Strategic Communications

May 15, 2014


Europe goes to the polls in just over a week. Significant turnover is expected as the balance of power in Strasbourg is re-defined. FTI Consulting has been looking into different aspects of the elections and institutional changes through a series of snapshots. This sixth edition is the product of interviews with six candidate MEPs representing different parties across Member States.
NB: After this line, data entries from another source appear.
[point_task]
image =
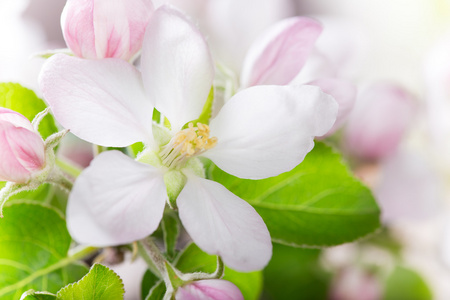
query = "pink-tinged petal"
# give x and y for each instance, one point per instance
(15, 118)
(221, 223)
(102, 102)
(119, 27)
(279, 55)
(77, 23)
(115, 201)
(212, 289)
(408, 189)
(379, 120)
(343, 92)
(21, 153)
(99, 29)
(176, 66)
(264, 131)
(231, 29)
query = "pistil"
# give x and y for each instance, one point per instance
(187, 143)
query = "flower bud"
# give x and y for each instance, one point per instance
(212, 289)
(378, 122)
(21, 147)
(97, 29)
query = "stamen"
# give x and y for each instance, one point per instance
(187, 143)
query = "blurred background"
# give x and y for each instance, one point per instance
(396, 138)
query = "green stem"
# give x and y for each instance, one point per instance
(152, 256)
(60, 179)
(9, 190)
(60, 264)
(68, 168)
(98, 149)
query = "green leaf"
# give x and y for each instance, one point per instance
(318, 203)
(45, 194)
(33, 250)
(20, 99)
(171, 230)
(404, 283)
(295, 273)
(148, 281)
(101, 283)
(33, 295)
(193, 259)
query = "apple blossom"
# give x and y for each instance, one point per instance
(97, 29)
(21, 147)
(279, 55)
(408, 188)
(212, 289)
(255, 135)
(382, 115)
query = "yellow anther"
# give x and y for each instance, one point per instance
(187, 143)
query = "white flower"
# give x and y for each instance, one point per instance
(256, 135)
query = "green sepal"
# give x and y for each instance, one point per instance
(174, 277)
(171, 229)
(205, 116)
(175, 182)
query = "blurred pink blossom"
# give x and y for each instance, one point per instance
(355, 284)
(99, 29)
(382, 115)
(408, 188)
(212, 289)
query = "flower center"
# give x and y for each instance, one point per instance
(187, 143)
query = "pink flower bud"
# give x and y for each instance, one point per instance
(355, 284)
(378, 122)
(211, 289)
(97, 29)
(21, 147)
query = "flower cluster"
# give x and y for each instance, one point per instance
(263, 130)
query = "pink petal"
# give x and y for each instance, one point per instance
(102, 29)
(119, 27)
(279, 55)
(381, 116)
(176, 66)
(343, 92)
(213, 289)
(221, 223)
(409, 189)
(77, 23)
(115, 201)
(102, 102)
(21, 153)
(264, 131)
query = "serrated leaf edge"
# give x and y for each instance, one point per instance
(72, 285)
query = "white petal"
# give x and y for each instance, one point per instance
(176, 66)
(115, 201)
(100, 101)
(221, 223)
(279, 54)
(264, 131)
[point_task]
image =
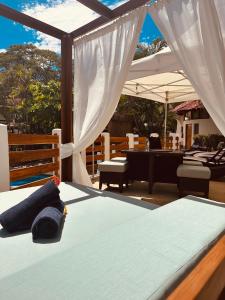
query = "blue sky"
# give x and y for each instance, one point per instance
(61, 14)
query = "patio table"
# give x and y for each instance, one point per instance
(153, 165)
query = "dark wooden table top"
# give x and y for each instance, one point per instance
(155, 151)
(156, 165)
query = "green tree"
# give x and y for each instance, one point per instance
(30, 88)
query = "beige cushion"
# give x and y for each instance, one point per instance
(192, 162)
(112, 166)
(190, 171)
(119, 159)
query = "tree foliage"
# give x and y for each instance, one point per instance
(30, 88)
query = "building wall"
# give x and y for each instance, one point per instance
(206, 126)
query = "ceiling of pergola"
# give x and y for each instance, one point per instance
(96, 14)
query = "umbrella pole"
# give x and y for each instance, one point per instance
(166, 116)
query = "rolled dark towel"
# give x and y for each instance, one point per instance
(47, 223)
(21, 216)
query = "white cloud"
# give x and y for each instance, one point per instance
(67, 15)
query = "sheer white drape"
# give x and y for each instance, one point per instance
(195, 31)
(101, 64)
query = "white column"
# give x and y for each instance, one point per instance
(106, 136)
(58, 131)
(131, 140)
(4, 154)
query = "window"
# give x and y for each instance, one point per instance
(196, 128)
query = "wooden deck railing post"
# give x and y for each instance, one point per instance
(58, 132)
(66, 101)
(106, 136)
(131, 140)
(4, 155)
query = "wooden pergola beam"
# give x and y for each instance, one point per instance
(98, 7)
(26, 20)
(117, 12)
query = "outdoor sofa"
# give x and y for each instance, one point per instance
(198, 169)
(115, 247)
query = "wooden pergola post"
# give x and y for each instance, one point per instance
(66, 102)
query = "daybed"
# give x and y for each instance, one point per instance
(114, 247)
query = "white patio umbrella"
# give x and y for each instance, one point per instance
(158, 78)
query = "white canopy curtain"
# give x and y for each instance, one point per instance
(101, 64)
(195, 32)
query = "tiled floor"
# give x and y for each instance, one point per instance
(165, 193)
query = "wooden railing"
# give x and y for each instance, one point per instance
(169, 143)
(33, 155)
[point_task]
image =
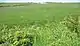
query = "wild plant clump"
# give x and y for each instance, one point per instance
(44, 33)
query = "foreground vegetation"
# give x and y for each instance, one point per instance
(40, 25)
(46, 33)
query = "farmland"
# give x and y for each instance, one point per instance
(55, 24)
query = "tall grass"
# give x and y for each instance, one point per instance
(44, 33)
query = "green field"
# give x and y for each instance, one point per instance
(54, 24)
(36, 12)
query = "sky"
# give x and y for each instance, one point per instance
(39, 0)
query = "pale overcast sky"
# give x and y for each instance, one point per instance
(39, 0)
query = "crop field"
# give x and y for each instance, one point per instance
(54, 24)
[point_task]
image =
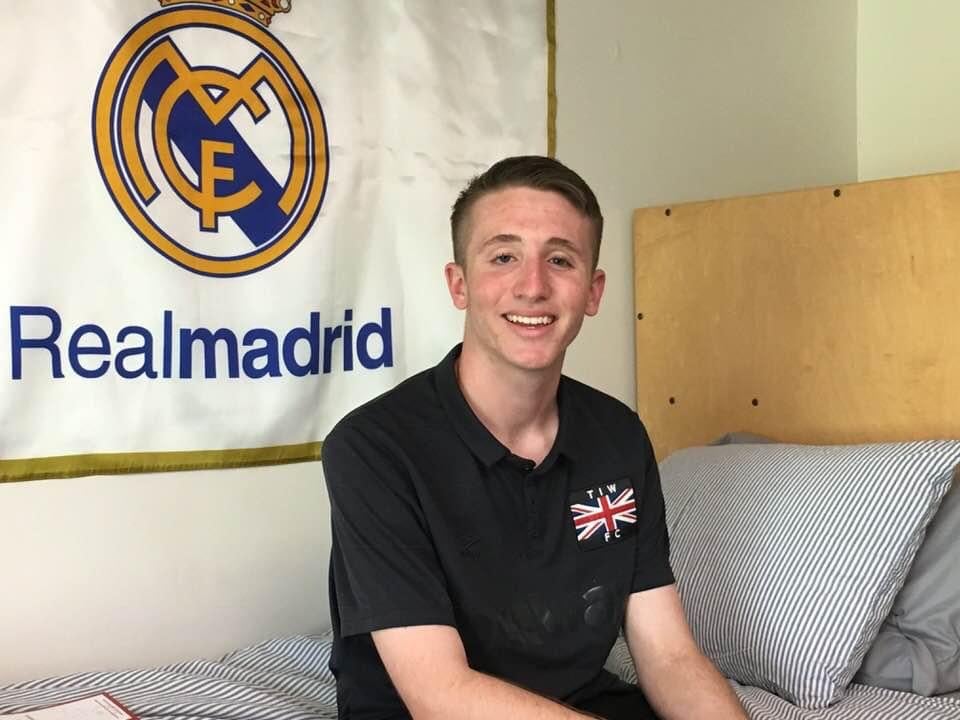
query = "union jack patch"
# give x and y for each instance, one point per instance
(604, 514)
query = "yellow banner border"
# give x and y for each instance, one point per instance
(70, 466)
(551, 78)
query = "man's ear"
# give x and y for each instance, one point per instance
(597, 283)
(456, 284)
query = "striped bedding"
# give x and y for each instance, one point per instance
(288, 679)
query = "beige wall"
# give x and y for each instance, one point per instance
(908, 99)
(685, 100)
(658, 102)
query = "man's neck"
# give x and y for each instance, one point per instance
(518, 407)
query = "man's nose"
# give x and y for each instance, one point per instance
(532, 282)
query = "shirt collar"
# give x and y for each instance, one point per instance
(475, 434)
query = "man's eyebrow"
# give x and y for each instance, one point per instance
(502, 238)
(514, 239)
(565, 244)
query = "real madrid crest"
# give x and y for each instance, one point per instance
(209, 137)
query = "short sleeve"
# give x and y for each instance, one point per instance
(652, 567)
(384, 566)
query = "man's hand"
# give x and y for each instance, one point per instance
(428, 666)
(677, 679)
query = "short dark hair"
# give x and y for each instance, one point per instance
(526, 171)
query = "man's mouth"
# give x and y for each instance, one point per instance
(530, 320)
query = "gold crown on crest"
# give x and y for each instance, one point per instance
(260, 10)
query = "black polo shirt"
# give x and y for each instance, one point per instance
(435, 522)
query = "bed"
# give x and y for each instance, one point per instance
(824, 322)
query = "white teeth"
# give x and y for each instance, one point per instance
(526, 320)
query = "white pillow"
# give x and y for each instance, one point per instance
(789, 557)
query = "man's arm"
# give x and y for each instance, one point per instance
(677, 679)
(428, 666)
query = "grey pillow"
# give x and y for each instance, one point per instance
(918, 647)
(789, 557)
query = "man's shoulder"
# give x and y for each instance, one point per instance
(586, 397)
(409, 400)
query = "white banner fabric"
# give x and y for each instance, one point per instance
(227, 220)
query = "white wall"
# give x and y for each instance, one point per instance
(128, 571)
(909, 75)
(664, 102)
(658, 102)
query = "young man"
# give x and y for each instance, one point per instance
(496, 523)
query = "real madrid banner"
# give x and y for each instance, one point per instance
(225, 222)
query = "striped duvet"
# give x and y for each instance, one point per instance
(288, 679)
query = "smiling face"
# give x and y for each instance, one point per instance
(527, 279)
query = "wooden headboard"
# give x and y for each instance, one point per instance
(829, 315)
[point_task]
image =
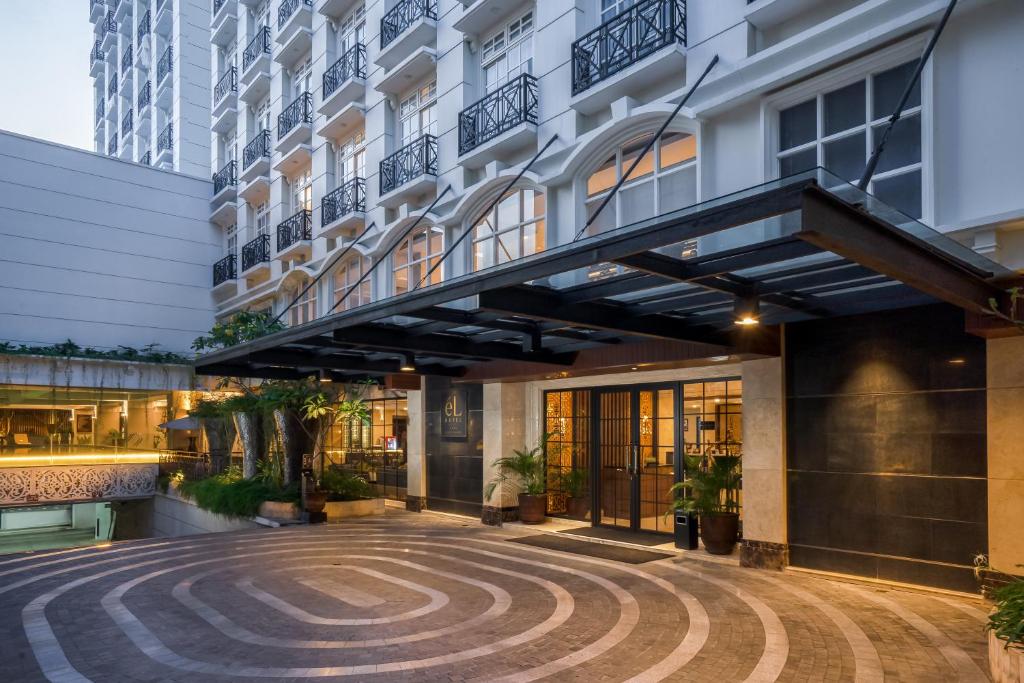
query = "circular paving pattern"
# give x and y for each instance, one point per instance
(426, 598)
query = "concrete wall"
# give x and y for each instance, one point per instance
(99, 251)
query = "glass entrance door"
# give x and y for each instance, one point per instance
(637, 456)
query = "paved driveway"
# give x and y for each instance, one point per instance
(428, 598)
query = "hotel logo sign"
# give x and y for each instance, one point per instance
(455, 416)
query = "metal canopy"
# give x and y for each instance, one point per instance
(807, 246)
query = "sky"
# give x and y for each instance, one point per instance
(47, 90)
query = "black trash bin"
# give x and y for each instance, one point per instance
(686, 529)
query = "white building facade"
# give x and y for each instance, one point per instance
(151, 82)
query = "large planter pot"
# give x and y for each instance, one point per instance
(719, 531)
(532, 508)
(219, 437)
(250, 428)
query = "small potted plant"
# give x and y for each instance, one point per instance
(712, 491)
(523, 469)
(573, 484)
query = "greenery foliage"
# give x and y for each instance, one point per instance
(711, 487)
(243, 327)
(69, 349)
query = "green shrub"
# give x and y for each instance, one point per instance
(341, 486)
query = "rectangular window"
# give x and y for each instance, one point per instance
(839, 130)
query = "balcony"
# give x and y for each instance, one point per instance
(406, 27)
(295, 32)
(225, 100)
(295, 133)
(504, 120)
(636, 48)
(96, 59)
(224, 22)
(409, 172)
(294, 235)
(343, 210)
(256, 167)
(256, 255)
(344, 81)
(224, 270)
(165, 145)
(256, 68)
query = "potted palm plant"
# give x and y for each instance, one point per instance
(524, 470)
(712, 491)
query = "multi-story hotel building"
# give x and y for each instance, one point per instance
(151, 82)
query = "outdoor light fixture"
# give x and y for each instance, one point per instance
(408, 363)
(748, 310)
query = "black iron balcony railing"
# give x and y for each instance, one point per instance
(414, 160)
(260, 44)
(351, 65)
(301, 111)
(295, 228)
(227, 83)
(165, 65)
(626, 39)
(257, 251)
(257, 148)
(126, 58)
(287, 8)
(143, 28)
(225, 177)
(499, 112)
(166, 139)
(144, 95)
(224, 269)
(350, 197)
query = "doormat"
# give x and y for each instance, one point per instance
(634, 538)
(599, 550)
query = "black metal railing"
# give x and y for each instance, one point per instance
(287, 8)
(351, 65)
(499, 112)
(166, 139)
(227, 83)
(403, 15)
(627, 38)
(414, 160)
(350, 197)
(225, 269)
(165, 65)
(126, 58)
(144, 95)
(257, 251)
(301, 111)
(257, 148)
(295, 228)
(143, 28)
(225, 177)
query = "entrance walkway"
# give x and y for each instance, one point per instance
(430, 598)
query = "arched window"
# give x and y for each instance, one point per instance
(305, 308)
(417, 254)
(345, 278)
(664, 180)
(514, 227)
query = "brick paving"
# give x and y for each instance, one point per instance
(408, 597)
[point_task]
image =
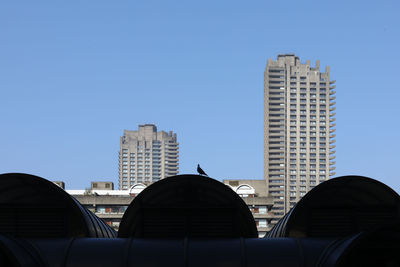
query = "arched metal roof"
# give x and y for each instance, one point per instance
(340, 207)
(34, 207)
(187, 206)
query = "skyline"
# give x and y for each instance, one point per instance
(74, 73)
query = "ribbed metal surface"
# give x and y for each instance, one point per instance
(187, 206)
(34, 207)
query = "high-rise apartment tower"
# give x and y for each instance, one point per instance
(298, 129)
(147, 156)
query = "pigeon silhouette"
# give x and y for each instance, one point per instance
(200, 170)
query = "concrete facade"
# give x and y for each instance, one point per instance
(147, 156)
(110, 205)
(255, 195)
(298, 129)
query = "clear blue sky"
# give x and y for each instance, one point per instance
(75, 74)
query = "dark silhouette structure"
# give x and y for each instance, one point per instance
(200, 170)
(187, 206)
(187, 220)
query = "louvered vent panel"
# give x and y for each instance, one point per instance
(33, 222)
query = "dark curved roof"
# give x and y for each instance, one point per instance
(377, 247)
(187, 206)
(339, 207)
(34, 207)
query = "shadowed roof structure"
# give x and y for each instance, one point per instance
(340, 207)
(187, 206)
(34, 207)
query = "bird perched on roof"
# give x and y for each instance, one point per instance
(200, 170)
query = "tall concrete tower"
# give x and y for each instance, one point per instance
(147, 156)
(299, 104)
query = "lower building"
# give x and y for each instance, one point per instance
(110, 205)
(254, 194)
It aims to give a snapshot of the perspectives of new incoming MEPs on key European issues.

The following candidate MEPs were interviewed:

  • Anneliese Dodds, Labour (S&D) – UK: South East
  • Jonathan Fryer, Liberal Democrat (ALDE) – UK: London
  • Jan Keller, Czech Social Democratic Party (S&D) – CZ
  • Luděk Niedermayer, TOP09 (EPP) – CZ
  • Terry Reintke, Bündnis 90/Die Grünen (Greens/EFA) – DE
  • Beatrix von Storch, Alternative für Deutschland (AfD) – DE

Main Points

  • Candidates are expecting a busy next legislature.
  • The debate between “widening” vs. “deepening” the EU has shifted to become one between “deepening” vs. “loosening”. Enlargement is not a priority for any party (almost1 all opposed the entry of Turkey in the short term).
  • Reforming the EU is endorsed by all candidates, although for different reasons and with diverging aims.
  • Issue specific debates (environmental targets; financial legislation; energy regulation) are likely to divide the new EP along similar party lines as the outgoing legislature but the shift of power is likely to force parties into new alliances.
  • Some Eurosceptic parties such as the AfD express interest in constructively participating in debates provided the issue discussed falls clearly under EU competency, a good sign for the efficiency of the future legislature.
  • Most interviewees would like the seat of the EP to Brussels.

Reforming Europe, Addressing the Democratic Deficit

The role of Europe has arguably never been as contested as it is in the run up to the 2014 elections. The financial and debt crisis and the subsequent re-structuring of southern European economies, rising unemployment and stagnating growth have laid bare the disparities between Member States. As dire economic conditions fuel resentment against “Brussels” in parts of the electorate, eurosceptics are expected to make substantial gains in the new parliament.

In light of the growing abstention in EU elections and the perceived “democratic deficit”, candidate MEPs tended to agree that the EU needed “reform” but disagreed on what this would entail. UK Liberal Democrats and Labour candidates aligned in rejecting the modus operandi of the current conservative government “re-negotiations” calling it a “nationalistic and self-defeating way of going about things” and arguing that it would lead to the “worst of all worlds” by reducing the UK’s influence in the EU. Expected disparities between AfD and the German Greens were made evident with the former suggesting that returning powers back to Member States should be a key priority for the next parliament while the latter argued that the parliament should have the right to initiate legislation.